Honeysuckle Summer (The Sweet Magnolias #7)(104)



Laughing, she threw her arms around his neck. “What time do we leave?”



Hands on her hips, Carrie stood in front of Carter, eyeing him with disgust. “Please tell me you are not going to spend the rest of your life sitting around here drinking beer and pouting. It’s been ages since you’ve done anything besides work and hang out with us. Mandy and I are sick of it.”

Carter scowled at her. “I am not pouting. Two-year-olds pout.”

“Well, it looks that way to me, and believe me, I know pouting when I see it. I am the queen of pouting.”

He grinned despite his sour mood. “I certainly can’t deny that.”

“So, get a grip and fight for Raylene,” she said, her expression serious. “If you sit back and let her spend who knows how long trying to decide what she wants, she might figure out it isn’t you.”

“Thanks for the vote of confidence,” he replied sourly.

Carrie made a face. “Don’t mock me. You need to be in her face while she’s deciding, so you’re one of the options. If you play this right, I still think you can be at the top of the list.”

“I think you spent too much time last summer watching soap operas or some of those hot new teen shows,” he accused. “This is real life. It gets complicated.”

“And you don’t think soaps are complicated?” she asked incredulously. “I could fill you in on some plots that would make your head spin. The point is, you want Raylene. She loves you. Sure, she has options now, but that doesn’t mean you shouldn’t be the one she chooses. How’s she supposed to figure that out if you’re over here sulking?”

“What do you suggest?” he asked, more out of curiosity than from any intention of following her advice. She’d barely turned sixteen, for goodness’ sakes. How wise could she be?

“I’m glad you asked,” she said, whipping a piece of paper out of her pocket and handing it to him. “Here are a few ideas for starters. Mandy and I agree they all sound pretty romantic, but what do we know? We’re kids. We would have asked Raylene for her ideas, but that might have given away the plan.”

“The plan?” he repeated, staring at the list of twelve surefire ways to get Raylene’s attention.
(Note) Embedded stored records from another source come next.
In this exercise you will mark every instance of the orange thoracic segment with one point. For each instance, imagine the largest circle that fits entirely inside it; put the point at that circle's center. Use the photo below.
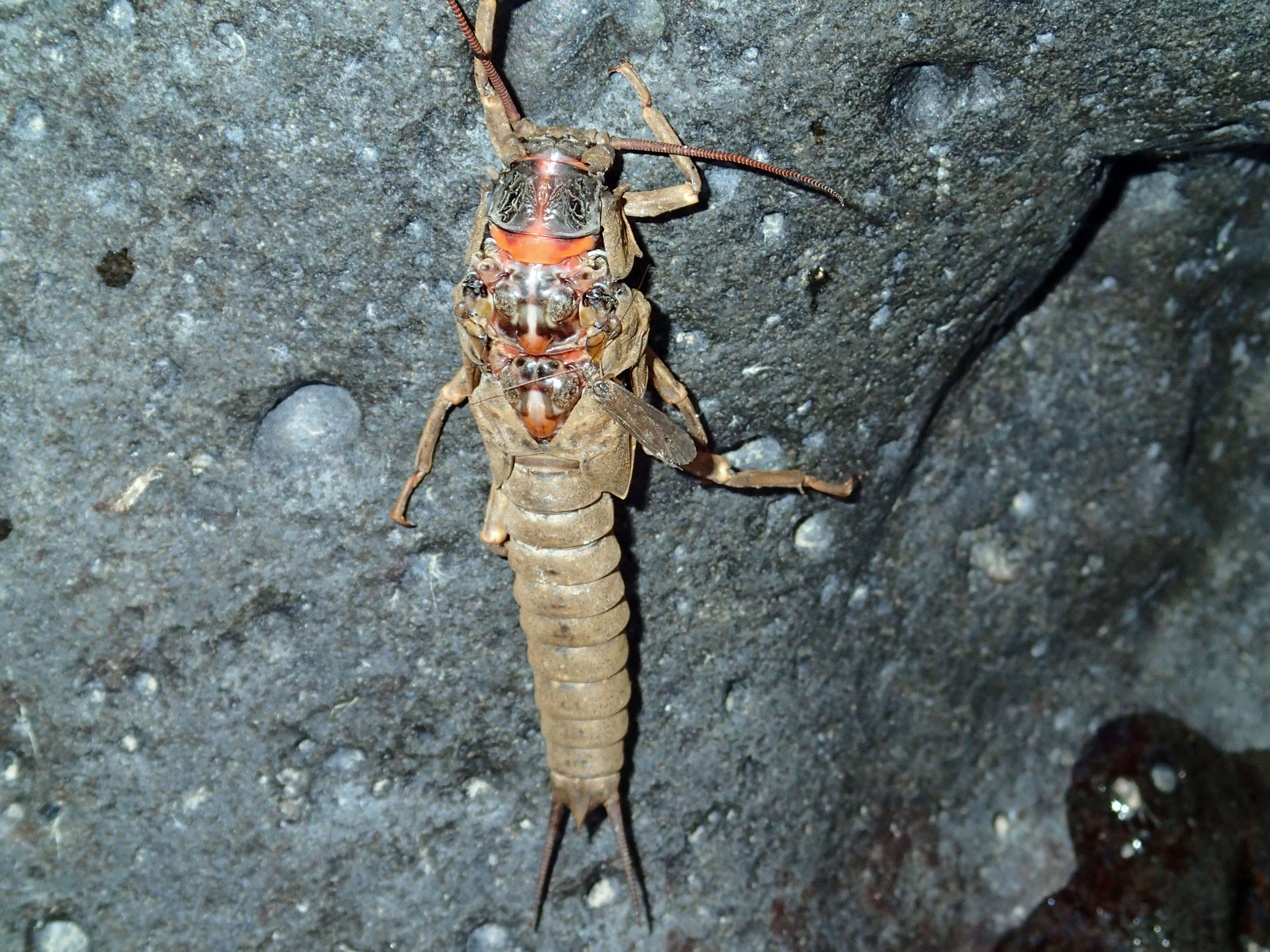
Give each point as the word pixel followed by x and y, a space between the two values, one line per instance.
pixel 539 249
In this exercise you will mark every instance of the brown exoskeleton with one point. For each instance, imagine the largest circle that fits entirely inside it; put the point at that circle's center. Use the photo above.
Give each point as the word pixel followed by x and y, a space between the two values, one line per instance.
pixel 556 362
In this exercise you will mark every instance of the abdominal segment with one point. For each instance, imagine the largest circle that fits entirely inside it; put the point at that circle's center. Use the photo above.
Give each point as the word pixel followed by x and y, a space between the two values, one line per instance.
pixel 538 320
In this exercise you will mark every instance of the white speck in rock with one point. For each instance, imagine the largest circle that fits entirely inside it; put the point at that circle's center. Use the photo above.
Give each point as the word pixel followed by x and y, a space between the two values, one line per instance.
pixel 990 556
pixel 1164 779
pixel 814 536
pixel 28 125
pixel 602 894
pixel 121 14
pixel 489 937
pixel 1024 506
pixel 60 936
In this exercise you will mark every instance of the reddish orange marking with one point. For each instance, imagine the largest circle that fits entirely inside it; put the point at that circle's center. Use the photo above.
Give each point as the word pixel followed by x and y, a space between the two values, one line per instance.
pixel 539 249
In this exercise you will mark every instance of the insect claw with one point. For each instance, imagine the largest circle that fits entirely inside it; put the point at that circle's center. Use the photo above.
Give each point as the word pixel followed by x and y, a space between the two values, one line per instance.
pixel 556 823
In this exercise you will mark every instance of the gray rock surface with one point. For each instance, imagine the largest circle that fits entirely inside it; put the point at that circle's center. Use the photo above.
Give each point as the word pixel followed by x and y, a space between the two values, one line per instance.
pixel 240 710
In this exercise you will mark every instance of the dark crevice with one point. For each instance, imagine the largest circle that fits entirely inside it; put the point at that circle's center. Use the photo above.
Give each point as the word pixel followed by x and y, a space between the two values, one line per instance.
pixel 1116 178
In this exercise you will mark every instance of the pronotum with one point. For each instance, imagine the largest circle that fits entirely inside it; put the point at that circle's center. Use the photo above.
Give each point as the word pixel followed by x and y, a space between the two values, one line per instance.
pixel 556 362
That’s what it actually said in capital letters: “TWELVE SUREFIRE WAYS TO GET RAYLENE’S ATTENTION.” Clearly they’d given the matter a lot of thought and were pretty confident about their scheme.
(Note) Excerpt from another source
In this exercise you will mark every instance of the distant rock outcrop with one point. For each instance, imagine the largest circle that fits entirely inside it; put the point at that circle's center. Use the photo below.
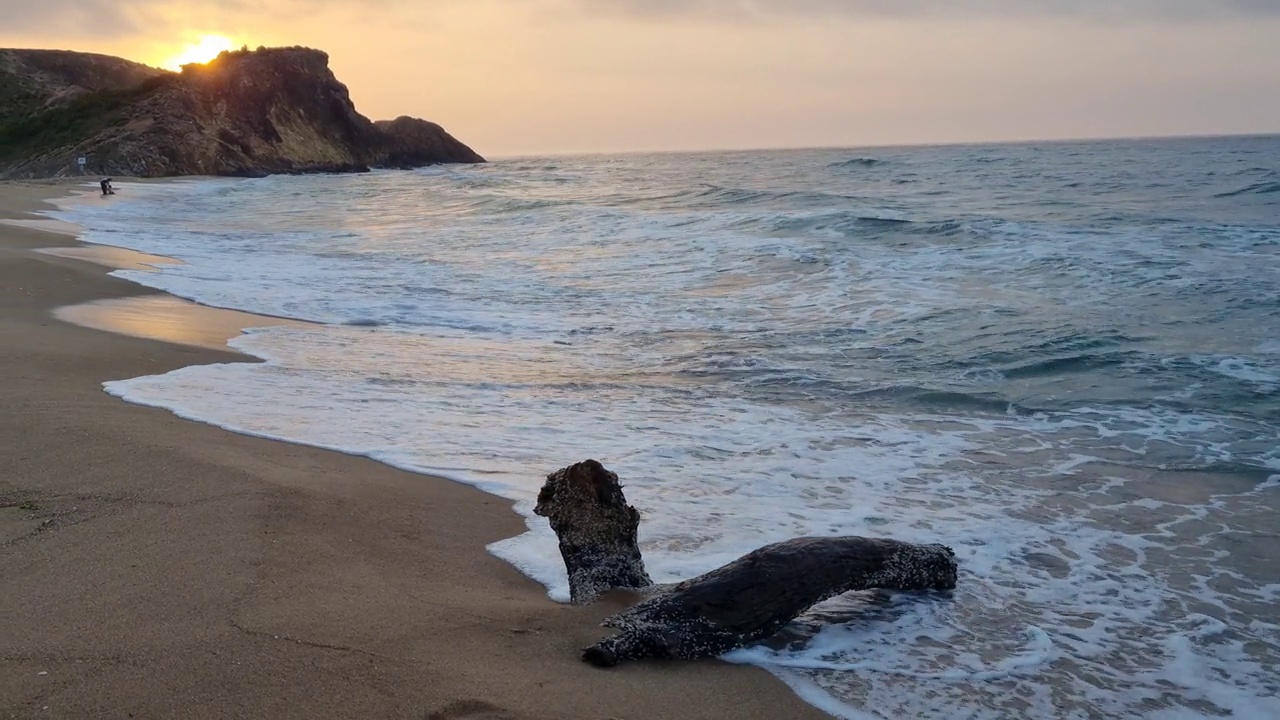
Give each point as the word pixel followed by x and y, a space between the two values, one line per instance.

He scanned the list. Some of it was fairly predictable—sending flowers, taking over her favorite foods as a surprise. Even sending a hundred balloons that said, I Love You, though over the top, was something any man on a mission might try.

It was the twelfth suggestion on the list that caught his attention: “Work in her garden. Don’t wear a shirt.” He laughed as he read it.

“You honestly think me parading around half-naked is going to do the trick?” he asked.

“You have a halfway-decent body,” Carrie said. “All my friends say so.”

“It’s late October. Haven’t you noticed it’s starting to get chilly around here?”

She shrugged that off. “There’s a warm spell predicted for this weekend, but even if it’s freezing, you should do it to prove how serious you are about getting her attention.”

“You don’t care if I wind up with pneumonia?”

“Not so much,” she said cavalierly.

Carter shrugged. He supposed it was worth a shot, though he wasn’t convinced that the sight of him showing off his abs was going to override all of Raylene’s doubts about the future.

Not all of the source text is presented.